Computational Structural Mechanics Assessment of Large-Scale Fiber Optic Sensor Networks on Highway Bridges for Evaluating Damage Detection Algorithms

摘要

The development of fiber optic strain sensors based on Bragg gratings makes it feasible to install large numbers of sensors on a structure to collect data for health monitoring. The optimum spacing of the sensors in a kilosensor, or megasensor, scale network however depends on the effectiveness of the analysis techniques that will be applied to the data. To investigate this issue, a nonlinear 3-dimensional finite element model, based on LS-DYNA code, has been used to model the dynamics of typical highway bridge structures on a fine spatial scale. Simulations have been run for the structures in an undamaged state and in a damaged state with simulated cracks introduced at specific locations.

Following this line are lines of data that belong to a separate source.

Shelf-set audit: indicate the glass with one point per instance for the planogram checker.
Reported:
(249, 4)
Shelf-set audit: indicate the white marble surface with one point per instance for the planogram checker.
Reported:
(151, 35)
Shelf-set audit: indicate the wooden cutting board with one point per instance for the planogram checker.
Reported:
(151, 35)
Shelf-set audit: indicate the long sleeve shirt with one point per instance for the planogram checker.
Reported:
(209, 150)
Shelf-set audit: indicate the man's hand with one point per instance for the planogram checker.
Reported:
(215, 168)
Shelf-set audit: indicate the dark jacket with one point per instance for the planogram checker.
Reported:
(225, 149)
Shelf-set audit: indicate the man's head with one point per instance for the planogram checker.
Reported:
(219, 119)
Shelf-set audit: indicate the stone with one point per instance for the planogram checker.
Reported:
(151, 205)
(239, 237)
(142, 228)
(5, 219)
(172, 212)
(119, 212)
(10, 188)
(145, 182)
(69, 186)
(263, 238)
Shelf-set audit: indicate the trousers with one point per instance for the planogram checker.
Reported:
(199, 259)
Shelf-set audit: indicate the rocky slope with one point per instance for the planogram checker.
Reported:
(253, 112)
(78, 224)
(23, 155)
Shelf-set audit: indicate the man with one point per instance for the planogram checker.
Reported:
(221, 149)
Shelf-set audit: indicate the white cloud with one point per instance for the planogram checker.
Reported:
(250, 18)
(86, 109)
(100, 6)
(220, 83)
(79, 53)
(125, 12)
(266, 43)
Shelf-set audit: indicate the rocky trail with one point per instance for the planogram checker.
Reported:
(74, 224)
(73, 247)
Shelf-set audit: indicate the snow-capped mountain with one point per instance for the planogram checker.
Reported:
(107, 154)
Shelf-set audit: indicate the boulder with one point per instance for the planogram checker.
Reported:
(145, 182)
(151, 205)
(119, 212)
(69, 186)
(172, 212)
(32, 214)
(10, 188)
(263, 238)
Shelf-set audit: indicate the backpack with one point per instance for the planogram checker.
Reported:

The resulting response data sets are then sampled at different spatial scales to simulate sensor networks with different spacings. These data sets are used to evaluate the sensitivity of various nonlinear dynamics damage detection analysis techniques. To date, two techniques have been investigated: an energy index approach based on the generalized J contour integral; and a chaos theory method using the Lyapunov spectrum. Both techniques were successful in detecting cracks. For the sample bridge investigated, the required spacing for the J integral method was on the order of 0.3 m. The Lyapunov spectrum method can work on a coarser grid up to 2 m.